Recall that the goal of MCMC is to sample from the stationary distribution \(\pi\). It’s therefore a good idea, if it’s possible, to start from an initial value that’s “typical” of \(\pi\); that is, has a large value of \(\pi\) and is near other states with large values of \(\pi\). That was definitely true for \(X_1 = 0\) in our previous example.

But what happens if we don’t pick such an initial state – either because we don’t know what these typical states look like, or by mistake.

Example 21.2 We continue with the previous example, with step size \(\sigma = 2\). What if we had started at \(X_1 = 200\) instead – what then would the Markov chain look like.

set.seed(4)
RWMbig <- metroexp(2000, 0.1, 2, 200)
plot(RWMbig, lwd = 2, col = "red", type = "l")

You can see that, at the start, it takes us a while to move away from the “bad” initial state \(X_1 = 200\) and to get to the “typical values” of \([0, 35]\) or so. In this example, it took around 1000 steps.

The ergodic theorem tells us this, eventually, for large enough \(n\), these early unrepresentative samples will be drowned out of our large-\(n\) collection. But for modest finite values of \(n\), these are likely to corrupt our Monte Carlo estimation procedure.

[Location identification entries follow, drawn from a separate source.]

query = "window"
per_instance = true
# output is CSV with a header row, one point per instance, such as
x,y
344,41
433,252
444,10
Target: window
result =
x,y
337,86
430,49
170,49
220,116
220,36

For that reason, it can often be useful to use a burn-in period. A burn-in period is when you run the Markov chain for a while without using the samples in estimation, and only start using samples once you have “reached the stationary distribution” – the phrase “reached equilibrium” is also sometimes used. Again, how long a burn-in period should be is art more than science – thinking about your specific problem and conducting experiments can help you decide if a burn-in period is necessary and how long it should be. If the state space and stationary distribution are easy to understand – say, \(\mathcal S\) is one-dimensional and \(\pi\) has a single mode – you can even run the MCMC algorithm first, then afterwards decide which unrepresentative early samples to throw away.